Coeliac Disease and us; diagnosis onwards

Coeliac Disease and us …I’m having a website spring clean and this post used to be a page on my site, it’s fair to say it didn’t get a record breaking amount of hits and that’s okay, but I thought it would serve better as a post so here it is, dusted off and edited ever so slightly, the start of our Coeliac journey…

Looking back…

I remember both of Beth’s diagnosis as clear as day, the Coeliac diagnosis was different in the fact that Beth was conscious and nearly 5 years old so she was more clued up by then. We came away from the hospital and Beth asked me ‘ Does this mean I can’t have nice food anymore’ I replied ‘No darling, you just can’t have your Custard Creams anymore’! What do you say in those circumstances? I seem to recall custard cream biscuits a particular favourite of hers at the time so I put it into a context that she would hopefully understand, in other words – things will be different. Her diagnosis was no shock, I’d suspected Coeliac Disease for 6 months, I recall asking her Diabetes Nurse if insulin played havoc with going to the toilet and diarrhoea? of course it does no such thing. My mummy senses were tingling and then one day I walked into the living room to find Bethany with her mouth wrapped around the brick fire place … she was eating the wall! Our fireplace is now a huge feature in our lives and an excellent conversation piece. Google eating brick, you get iron deficiency, Google iron deficiency, you get Anaemia, Google Anaemia you get autoimmune conditions, Google autoimmune conditions you get a list to include Type 1 Diabetes and Coeliac Disease … 1 in 6 Type 1 Diabetics are Coeliac. Eureka! That’s why I wasn’t shocked when we sat in a hospital room to get test results with three professionals who each had concerned looks on their faces.

Symptoms…

are a very personal thing to each diagnosed individual, some may never display or suffer any of the typical symptoms, others are awfully sick on them. Beth seems to be somewhere in the middle, although a contamination plays havoc with her blood sugars (to read more about Beth’s Type 1 Diabetes click here).

Beth’s symptoms were, and apologies for the descriptiveness;

Very bloated tummy

Dissolvable poo that floats on the surface of the toilet water (looked like Weetabix)

Discoloured second teeth; yellow in colour with white spots

Brittle hair that snapped when brushing

Spooning on the toe nails (nails grow in a wiggly fashion)

Peeling nails

Pale skin

Dark Circles under eyes

Tired and lack of energy

Within two weeks of following a Gluten Free diet Beth had colour in her cheeks and a sparkle in her eyes.
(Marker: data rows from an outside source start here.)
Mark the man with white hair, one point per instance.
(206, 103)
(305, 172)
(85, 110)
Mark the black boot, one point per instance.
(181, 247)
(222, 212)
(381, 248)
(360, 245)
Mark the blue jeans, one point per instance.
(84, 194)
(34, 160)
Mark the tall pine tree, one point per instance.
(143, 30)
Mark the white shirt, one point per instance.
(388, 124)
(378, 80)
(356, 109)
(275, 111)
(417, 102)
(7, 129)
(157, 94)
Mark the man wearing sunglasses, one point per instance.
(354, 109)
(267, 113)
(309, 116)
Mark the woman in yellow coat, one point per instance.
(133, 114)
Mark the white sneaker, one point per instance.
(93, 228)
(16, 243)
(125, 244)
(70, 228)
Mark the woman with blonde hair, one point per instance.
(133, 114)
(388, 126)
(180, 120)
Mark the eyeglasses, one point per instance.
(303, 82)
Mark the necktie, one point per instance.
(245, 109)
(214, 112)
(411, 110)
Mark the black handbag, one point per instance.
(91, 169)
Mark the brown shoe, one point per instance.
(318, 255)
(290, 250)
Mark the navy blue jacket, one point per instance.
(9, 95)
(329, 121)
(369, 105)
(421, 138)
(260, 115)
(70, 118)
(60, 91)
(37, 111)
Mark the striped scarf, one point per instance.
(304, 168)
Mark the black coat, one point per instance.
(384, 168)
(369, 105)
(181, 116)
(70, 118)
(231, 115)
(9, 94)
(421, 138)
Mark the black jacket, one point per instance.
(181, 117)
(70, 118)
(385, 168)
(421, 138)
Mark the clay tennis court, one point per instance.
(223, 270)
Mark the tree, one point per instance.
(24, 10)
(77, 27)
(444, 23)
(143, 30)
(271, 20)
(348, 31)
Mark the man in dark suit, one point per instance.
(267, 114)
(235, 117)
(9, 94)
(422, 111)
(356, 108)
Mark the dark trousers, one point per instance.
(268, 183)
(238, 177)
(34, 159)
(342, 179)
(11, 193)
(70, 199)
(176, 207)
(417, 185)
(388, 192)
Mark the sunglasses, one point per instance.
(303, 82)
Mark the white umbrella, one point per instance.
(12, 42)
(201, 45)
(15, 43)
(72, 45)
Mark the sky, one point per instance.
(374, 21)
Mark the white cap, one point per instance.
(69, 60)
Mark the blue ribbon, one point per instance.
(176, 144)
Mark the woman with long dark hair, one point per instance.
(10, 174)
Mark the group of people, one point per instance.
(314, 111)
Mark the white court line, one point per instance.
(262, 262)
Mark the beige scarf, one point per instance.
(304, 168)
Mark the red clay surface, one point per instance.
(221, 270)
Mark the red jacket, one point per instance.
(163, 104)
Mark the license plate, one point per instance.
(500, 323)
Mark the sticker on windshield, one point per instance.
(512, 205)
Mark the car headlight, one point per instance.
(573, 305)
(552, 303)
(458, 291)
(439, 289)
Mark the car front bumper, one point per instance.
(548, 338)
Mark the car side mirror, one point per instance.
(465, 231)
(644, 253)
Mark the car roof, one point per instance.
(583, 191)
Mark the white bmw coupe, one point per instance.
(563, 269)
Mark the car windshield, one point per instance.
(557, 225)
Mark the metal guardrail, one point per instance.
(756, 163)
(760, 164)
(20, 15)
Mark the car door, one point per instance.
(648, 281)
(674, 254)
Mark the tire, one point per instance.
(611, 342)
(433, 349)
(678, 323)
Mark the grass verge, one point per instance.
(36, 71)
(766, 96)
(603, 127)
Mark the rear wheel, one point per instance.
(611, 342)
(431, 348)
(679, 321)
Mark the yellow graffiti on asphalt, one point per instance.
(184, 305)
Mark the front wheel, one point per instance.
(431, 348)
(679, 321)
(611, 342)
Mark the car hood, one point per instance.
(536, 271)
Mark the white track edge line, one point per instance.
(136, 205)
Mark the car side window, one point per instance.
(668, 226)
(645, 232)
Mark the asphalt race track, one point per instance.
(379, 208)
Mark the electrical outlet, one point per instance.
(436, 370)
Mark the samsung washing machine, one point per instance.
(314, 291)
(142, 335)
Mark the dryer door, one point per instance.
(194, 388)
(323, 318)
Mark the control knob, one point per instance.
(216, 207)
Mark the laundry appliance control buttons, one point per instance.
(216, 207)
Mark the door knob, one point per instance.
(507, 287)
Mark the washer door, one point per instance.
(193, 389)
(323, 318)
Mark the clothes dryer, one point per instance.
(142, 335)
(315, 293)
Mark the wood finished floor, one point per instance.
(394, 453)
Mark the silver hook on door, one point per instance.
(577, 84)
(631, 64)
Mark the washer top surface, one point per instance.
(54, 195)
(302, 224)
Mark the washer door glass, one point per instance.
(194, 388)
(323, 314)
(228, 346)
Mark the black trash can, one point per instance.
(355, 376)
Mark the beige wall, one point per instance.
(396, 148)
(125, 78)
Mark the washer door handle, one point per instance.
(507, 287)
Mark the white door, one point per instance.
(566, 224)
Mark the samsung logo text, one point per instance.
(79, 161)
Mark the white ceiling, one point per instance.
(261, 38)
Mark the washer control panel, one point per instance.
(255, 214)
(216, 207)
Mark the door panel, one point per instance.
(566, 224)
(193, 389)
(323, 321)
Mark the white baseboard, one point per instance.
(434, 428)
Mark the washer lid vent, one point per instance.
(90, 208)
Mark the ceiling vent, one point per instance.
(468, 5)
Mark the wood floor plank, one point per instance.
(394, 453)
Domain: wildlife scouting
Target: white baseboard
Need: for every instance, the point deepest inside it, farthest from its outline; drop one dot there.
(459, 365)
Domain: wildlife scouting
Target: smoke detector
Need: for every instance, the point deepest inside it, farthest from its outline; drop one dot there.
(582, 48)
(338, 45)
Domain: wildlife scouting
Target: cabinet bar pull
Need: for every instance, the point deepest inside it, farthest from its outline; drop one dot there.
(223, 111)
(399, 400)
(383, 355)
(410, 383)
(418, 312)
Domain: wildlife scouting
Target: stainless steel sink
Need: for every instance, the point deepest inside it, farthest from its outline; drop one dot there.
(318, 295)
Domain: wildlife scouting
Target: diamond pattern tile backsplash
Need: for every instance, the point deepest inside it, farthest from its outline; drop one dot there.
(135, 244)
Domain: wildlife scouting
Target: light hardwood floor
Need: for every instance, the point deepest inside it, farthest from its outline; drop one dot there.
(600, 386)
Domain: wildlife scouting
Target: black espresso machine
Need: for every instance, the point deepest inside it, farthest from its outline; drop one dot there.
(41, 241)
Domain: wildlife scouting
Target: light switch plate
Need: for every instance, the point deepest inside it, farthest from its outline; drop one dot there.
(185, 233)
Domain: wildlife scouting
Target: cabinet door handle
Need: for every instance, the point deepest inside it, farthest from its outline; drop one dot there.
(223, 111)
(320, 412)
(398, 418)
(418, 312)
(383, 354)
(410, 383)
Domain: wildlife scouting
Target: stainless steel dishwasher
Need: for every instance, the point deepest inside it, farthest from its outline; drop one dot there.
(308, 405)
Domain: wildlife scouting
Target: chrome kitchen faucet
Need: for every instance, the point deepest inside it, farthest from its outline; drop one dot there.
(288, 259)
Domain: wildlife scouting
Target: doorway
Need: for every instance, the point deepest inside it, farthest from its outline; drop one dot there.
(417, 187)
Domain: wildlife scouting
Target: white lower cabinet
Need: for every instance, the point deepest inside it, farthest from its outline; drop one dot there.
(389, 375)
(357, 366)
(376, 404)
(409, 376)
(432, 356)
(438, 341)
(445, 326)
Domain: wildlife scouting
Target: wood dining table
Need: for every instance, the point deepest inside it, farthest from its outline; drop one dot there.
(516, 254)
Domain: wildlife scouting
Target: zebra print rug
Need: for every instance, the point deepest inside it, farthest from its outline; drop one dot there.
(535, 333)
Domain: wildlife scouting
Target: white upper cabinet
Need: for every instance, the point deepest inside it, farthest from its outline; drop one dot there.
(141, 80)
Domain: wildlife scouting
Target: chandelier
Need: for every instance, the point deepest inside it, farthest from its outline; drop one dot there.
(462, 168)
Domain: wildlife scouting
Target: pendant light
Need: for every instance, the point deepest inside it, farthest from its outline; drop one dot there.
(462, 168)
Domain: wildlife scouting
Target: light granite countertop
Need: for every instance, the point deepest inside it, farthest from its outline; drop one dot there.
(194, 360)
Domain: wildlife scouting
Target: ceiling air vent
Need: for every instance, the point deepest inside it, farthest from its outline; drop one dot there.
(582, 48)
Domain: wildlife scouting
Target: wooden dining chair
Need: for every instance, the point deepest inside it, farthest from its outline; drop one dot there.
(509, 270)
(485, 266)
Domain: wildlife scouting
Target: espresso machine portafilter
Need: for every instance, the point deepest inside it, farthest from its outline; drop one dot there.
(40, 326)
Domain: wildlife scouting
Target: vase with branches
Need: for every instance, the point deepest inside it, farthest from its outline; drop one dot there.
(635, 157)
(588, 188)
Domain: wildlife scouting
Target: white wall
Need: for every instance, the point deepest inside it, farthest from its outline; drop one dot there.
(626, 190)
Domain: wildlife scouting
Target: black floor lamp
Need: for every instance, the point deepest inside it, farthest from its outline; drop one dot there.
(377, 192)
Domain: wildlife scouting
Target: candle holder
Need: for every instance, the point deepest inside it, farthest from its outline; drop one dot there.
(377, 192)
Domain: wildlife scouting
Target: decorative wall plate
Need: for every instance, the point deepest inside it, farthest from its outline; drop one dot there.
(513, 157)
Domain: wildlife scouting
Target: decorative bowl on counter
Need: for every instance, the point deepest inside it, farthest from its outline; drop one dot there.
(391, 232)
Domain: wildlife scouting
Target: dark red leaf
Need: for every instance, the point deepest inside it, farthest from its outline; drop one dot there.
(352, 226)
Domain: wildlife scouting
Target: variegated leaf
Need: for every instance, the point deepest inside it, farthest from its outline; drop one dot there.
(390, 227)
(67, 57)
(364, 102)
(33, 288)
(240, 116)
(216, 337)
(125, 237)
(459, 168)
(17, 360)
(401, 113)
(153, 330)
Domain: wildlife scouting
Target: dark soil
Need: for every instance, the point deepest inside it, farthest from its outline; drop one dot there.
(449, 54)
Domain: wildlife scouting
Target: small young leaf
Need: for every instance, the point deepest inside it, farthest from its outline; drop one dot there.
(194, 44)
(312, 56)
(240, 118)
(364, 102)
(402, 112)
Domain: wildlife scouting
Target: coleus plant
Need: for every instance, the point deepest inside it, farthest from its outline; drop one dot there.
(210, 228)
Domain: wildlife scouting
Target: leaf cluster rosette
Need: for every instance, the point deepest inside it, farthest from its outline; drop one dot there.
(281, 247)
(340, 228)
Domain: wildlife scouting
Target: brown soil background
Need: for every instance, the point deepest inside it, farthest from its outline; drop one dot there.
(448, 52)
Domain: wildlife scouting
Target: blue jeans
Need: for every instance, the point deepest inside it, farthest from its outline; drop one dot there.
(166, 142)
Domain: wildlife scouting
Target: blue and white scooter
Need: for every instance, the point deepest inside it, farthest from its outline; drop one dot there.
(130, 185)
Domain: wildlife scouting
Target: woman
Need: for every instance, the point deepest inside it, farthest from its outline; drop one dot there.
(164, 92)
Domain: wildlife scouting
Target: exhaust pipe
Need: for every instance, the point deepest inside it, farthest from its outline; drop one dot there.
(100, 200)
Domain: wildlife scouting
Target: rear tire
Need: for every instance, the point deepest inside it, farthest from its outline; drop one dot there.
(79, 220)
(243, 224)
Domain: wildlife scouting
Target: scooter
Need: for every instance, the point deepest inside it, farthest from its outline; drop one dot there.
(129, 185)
I remember driving away from my mums one day and heard Beth giggle in the back of the car – it wasn’t until then that I realised that it had been a while since I’d heard her giggle!

Total Gluten Ban…

for the whole family was my initial thought as the first 6 months went by. That’s right, I said 6 months! I could not bring myself to eat something as simple as a cookie in front of Beth, and in all honesty, I still do to a point. Well behaved and successful trips to town were always rewarded with a cake from the bakery. Now I avoided town, in fact 5 years later I’ve only just started this up again with Beth now that Costas have gluten free goodies on the menu. Cheeky Friday night chippies were a thing of the past. Impulsive meals out, popping into the first inviting cafe we pass on our holidays, staying at a Premier Inn and making the most of the kids eat free menu … I could go on for ever!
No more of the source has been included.